Rush couldn’t have fallen into the hands of a rival.

 

It was claimed that Rush returned to Liverpool as a better all-round player. I’ve often seen this sort of claim upheld as an excuse for him not being as prolific as he was in his first spell. Yes, he was certainly a better all-round player, but it took the edge off his hunger for goal a little bit. For years we operated with a gimlet-eyed greedy bastard up front. From David Johnson, to Rush, to Aldridge, their prime responsibility was to put the ball in the oppositions net.

 

By August 1988 we played in a very different style to the one Rush had left behind 12 months earlier. From the centrally delivered through balls of Dalglish and Molby, to the more varied and expansive style that swept all before us in 1987/88.

 

The increased wing-play wasn’t a natural fit for Rush and illness and injury or not, it took him some time to adjust technically.
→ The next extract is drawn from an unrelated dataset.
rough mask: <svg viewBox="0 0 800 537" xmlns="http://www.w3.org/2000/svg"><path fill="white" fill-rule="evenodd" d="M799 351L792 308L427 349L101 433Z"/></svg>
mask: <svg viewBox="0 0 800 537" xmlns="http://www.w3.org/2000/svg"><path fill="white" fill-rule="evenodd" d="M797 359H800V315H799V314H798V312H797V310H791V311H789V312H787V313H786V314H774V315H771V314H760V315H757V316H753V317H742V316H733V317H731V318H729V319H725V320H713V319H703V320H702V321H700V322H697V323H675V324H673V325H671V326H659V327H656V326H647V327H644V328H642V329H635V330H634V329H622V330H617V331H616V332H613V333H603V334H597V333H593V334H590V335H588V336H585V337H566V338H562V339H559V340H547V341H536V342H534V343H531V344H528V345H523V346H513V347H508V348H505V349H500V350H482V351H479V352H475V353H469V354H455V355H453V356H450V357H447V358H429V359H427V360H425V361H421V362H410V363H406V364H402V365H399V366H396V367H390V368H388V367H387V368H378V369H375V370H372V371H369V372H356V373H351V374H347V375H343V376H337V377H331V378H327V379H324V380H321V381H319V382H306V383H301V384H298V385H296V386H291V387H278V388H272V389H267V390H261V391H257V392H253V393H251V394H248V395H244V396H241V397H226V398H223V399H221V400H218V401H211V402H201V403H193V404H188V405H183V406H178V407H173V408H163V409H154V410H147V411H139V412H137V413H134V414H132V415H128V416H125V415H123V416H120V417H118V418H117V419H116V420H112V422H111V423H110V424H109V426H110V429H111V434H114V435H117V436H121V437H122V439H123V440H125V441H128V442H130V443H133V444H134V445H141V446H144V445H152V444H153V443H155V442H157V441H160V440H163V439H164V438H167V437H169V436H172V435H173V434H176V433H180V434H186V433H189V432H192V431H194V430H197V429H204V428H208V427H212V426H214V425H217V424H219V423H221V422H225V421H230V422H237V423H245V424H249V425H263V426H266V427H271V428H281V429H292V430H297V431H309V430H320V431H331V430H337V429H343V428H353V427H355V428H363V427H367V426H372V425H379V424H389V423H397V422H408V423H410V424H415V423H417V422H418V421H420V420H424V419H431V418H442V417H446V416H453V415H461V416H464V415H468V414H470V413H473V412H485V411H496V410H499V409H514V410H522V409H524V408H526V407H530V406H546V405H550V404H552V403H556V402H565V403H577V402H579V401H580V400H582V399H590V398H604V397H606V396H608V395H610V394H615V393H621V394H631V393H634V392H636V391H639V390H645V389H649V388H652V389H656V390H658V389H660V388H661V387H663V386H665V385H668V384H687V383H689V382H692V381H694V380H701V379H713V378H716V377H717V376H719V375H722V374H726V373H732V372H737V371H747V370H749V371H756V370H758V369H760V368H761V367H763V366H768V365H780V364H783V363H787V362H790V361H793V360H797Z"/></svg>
It was a simple, but inescapable fact that Aldridge suited the new Liverpool better than Rush did. While Rush did eventually click with Barnes, he never quite linked so comfortably with Beardsley. The return of Rush didn’t just see off Aldridge, it eventually saw off Beardsley prematurely too.

 

rush2.jpg

 

In many ways there was another British striker playing abroad that might have suited the new Liverpool better than Rush. In the summer of 1989 Gary Lineker moved to Spurs for just £1.5m, linking up with Paul Gascoigne. While Aldridge and Rush shared a facial resemblance, it was Lineker that Aldridge could be described as a score-a-like to. Lineker for Aldridge in the summer of 1989 would have been a more seamless swap.

 

I’m not saying Rush should never have come back, but I am saying it wasn’t the right time. It was a year or two too soon and it would have been better had his Juventus sojourn lasted more than one season.

 

One of the biggest ironies is that in the summer of 1988 Dalglish is said to have wanted to sign Gascoigne from Newcastle United, asking him to wait another 12 months before he came in for him, because of the Rush expenditure. Gascoigne, who would have supplied Rush with the sort of centrally delivered through balls he thrived on from Dalglish and Molby during his first spell at the club, wouldn’t wait for his big transfer and instead opted for an immediate move to Tottenham Hotspur instead.

 

It was around this time that Liverpool forgot the art of evolution. Seeing things a season or two in advance, just as Bob Paisley had done so effectively. We should have been preparing for a defensive life after Hansen and Lawrenson, instead of buying a striker we didn’t really need. We took our eye off the bigger picture in August 1988.

 

Since the titles dried up at Anfield we’ve often been accused of buying the right players at the wrong time. In August 1988, Ian Rush was arguably the first of our right players at the wrong time.